Im glad i found this channel. Always wanted to know the people's before the "native American " . 12k years aho would be 10,000BC. So that would be right after the ice age? So hard to fathom that much time past.
These people aren't before the native americans. They're the ancestors of the native americans.
i would like to know how a tree is cut down and processed with these adzs
@10:27 it's a dance blade
Do you think the Rio Grande River was navigated by dug out canoes ?

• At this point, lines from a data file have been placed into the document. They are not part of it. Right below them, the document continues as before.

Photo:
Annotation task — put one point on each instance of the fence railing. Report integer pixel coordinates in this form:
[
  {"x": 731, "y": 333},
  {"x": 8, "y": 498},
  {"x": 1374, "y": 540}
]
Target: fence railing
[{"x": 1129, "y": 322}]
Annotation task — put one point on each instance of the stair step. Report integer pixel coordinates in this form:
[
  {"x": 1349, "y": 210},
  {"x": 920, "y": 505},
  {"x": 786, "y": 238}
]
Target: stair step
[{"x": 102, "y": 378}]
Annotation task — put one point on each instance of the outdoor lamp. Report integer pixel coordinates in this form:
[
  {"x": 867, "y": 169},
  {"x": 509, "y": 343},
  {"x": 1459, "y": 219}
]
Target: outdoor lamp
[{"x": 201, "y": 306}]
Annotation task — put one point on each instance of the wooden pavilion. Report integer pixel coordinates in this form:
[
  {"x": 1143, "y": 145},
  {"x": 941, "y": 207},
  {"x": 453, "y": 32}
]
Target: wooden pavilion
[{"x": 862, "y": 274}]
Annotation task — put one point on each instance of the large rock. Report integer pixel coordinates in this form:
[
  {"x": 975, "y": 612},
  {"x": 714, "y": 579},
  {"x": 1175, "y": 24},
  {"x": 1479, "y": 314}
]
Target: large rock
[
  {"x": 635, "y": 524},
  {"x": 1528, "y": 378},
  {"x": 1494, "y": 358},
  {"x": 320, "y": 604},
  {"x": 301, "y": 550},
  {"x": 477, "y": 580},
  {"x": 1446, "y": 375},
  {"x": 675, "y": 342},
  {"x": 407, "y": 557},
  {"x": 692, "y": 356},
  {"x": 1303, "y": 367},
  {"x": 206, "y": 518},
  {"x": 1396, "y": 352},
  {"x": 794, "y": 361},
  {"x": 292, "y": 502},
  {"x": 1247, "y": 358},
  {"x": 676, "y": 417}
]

Now, even more lethal! But, wait... there's more!
Olive branch site.
Most data you will find on dalton occupation ASAA
When you say that these native Americans were the 1st into making cemeteries or the 1st cemetery. When these natives buried their dead was it from like just their camp or was it maybe from a region? You and I have corresponded before about an area in Bridgeport close to Russel Cave that was on an industrial site where over 200 bodies were buried it was anticipated that they were many more buried there but they only disturbed where they were adding a railroad spur as you know this area is rich in woodland Indian sites. Is it a theory that life was good enough in this region that the Indians used this area for just their camps over the years because of a milder climate, the Tennessee River being close, and more game that they didn't have to move often to find what they needed to live so they buried their dead there over the years? I am not sure about the estimate of the oldest set of bones found but I do know that they were buried on top of each other and covered with a mixture of soil and mussel shells, why did they add the shells was it because they had plenty of them? I have heard that they did this to help to deter animals from digging them up. Could the Indians at Russel Cave preceded this tribe? What kind of estimate have archaeologist have of the Indians that lived along the Tennessee River I know from Moccasin Bend to Bridgeport Alabama, the amount had to be staggering over time, and you can't leave out a well known cave called Nickajack Cave that was thought to have been a meeting place for a lot of the tribes in this area it is now flooded but was heavily excavated before TVA dammed the river but it was thought that a staggering amount of relics was flooded. Then you have what's called shell mound that's a stones throw from Nickajack Cave it was and still is very rich in Indian artifacts that is protected by TVA, thanks for the videos that you post about these remarkable people they never get the respect for shaping North America and we are able to learn from them from great archaeologist like you.
Miigwetch!
You just chopped a rock and killed an animal. Like daddy taught you.
Again, I like much of your education, but dads taught kids, even into 1950s. Race doesnt change this.